Noting that this is precisely the location of the first buffer when the m+1 buffers are evenly spaced, we complete the proof.

## **5** MOSFETs (35 points)

## a) Number of silicon atoms across channel (5 points)

The density of silicon is  $2.33 \text{ g/cm}^3$  and the atomic weight is 28.0855 g/mol. That gives  $0.08296 \text{ mol/cm}^3$ , or  $5 \times 10^{22} \text{ atoms/cm}^3$ , for  $3.68 \times 10^7 \text{ atoms/cm}$ . The channel is  $0.15 \mu \text{m} \log$ , or  $1.5 \times 10^{-5} \text{ cm}$ , for 552 atoms across the channel.

#### b) Ratio of silicon to dopant in channel (5 points)

Per cm<sup>3</sup> in the p-channel region, there are  $(5 \times 10^{22} - 5 \times 10^{17})$  atoms of silicon and  $5 \times 10^{17}$  holes, for a silicon to hole ratio of  $10^5$ : 1.

<sup>&</sup>lt;sup>2</sup>This solution should look familiar to the same student as in question 3.

## c) Leakage probability (20 points)

Not yet available.

### d) Dopant concentraion in the channel (5 points)

The dopant concentration has increased by a factor of  $\frac{5 \times 10^{17}}{3 \times 10^{15}} = 167$ . The dopant concentration has been increased to maintain a low level of electron leakage across the now much shorter channel.

## e) Analytical solution to 5.e (10 points EXTRA CREDIT)

Not yet available.

## References

- [1] John Borkenhagen and Salvatore Storino. 5th generation 64-bit PowerPC-compatible processor design. http://www.rs6000.ibm.com/resource/technology/pulsar.html.
- [2] Peter N. Glaskowsky. Microsoft weighs in with x-box: Software giant to do battle with sony, sega, and nintendo. *Microprocessor Report*, 14(4):1, 8–11, April 2000.
- [3] Peter N. Glaskowsky.
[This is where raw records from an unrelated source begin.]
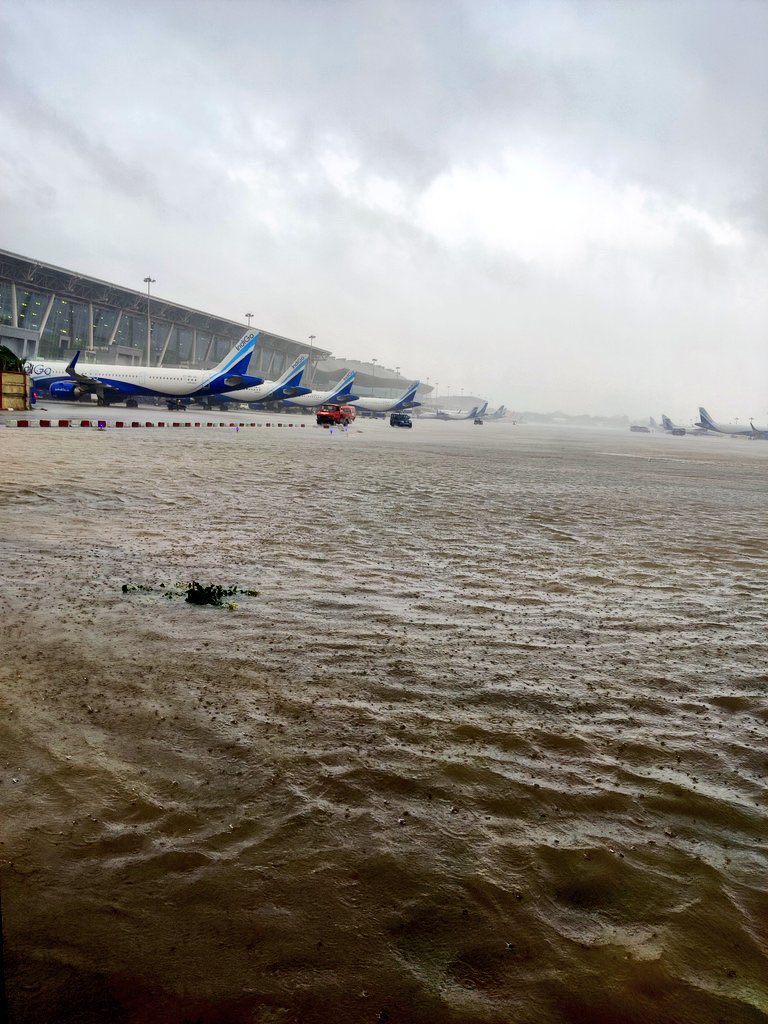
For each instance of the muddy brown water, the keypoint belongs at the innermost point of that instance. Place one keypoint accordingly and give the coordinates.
(488, 747)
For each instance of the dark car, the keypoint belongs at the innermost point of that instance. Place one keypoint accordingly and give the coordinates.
(399, 420)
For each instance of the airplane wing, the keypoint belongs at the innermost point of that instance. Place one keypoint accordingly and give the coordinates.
(92, 383)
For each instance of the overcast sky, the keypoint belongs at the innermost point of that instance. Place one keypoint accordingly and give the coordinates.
(555, 205)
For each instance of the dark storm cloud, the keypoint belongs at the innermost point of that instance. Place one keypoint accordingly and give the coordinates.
(492, 188)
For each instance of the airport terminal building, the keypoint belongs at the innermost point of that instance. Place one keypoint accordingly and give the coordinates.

Pentium 4 (partially) previewed. Microprocessor Report, 14(8), August 2000.
- [4] Bert McComas. DRAM performance: Latency vs. bandwidth. http://www6.tomshardware.com/mainboard/98q3/980710/dram-02.html, July 1998.
- [5] Masaaki Oka and Msakazu Suzuoki. Designing and programming the emotion engine. *IEEE Micro*, 19(6):20–28, Nov/Dec 1999.
- [6] Canadian Statistics Population, Canada, the provinces and territories. Statistics Canada, October 2001.
- [7] The World Factbook. United States Central Intelligence Agency, 2001.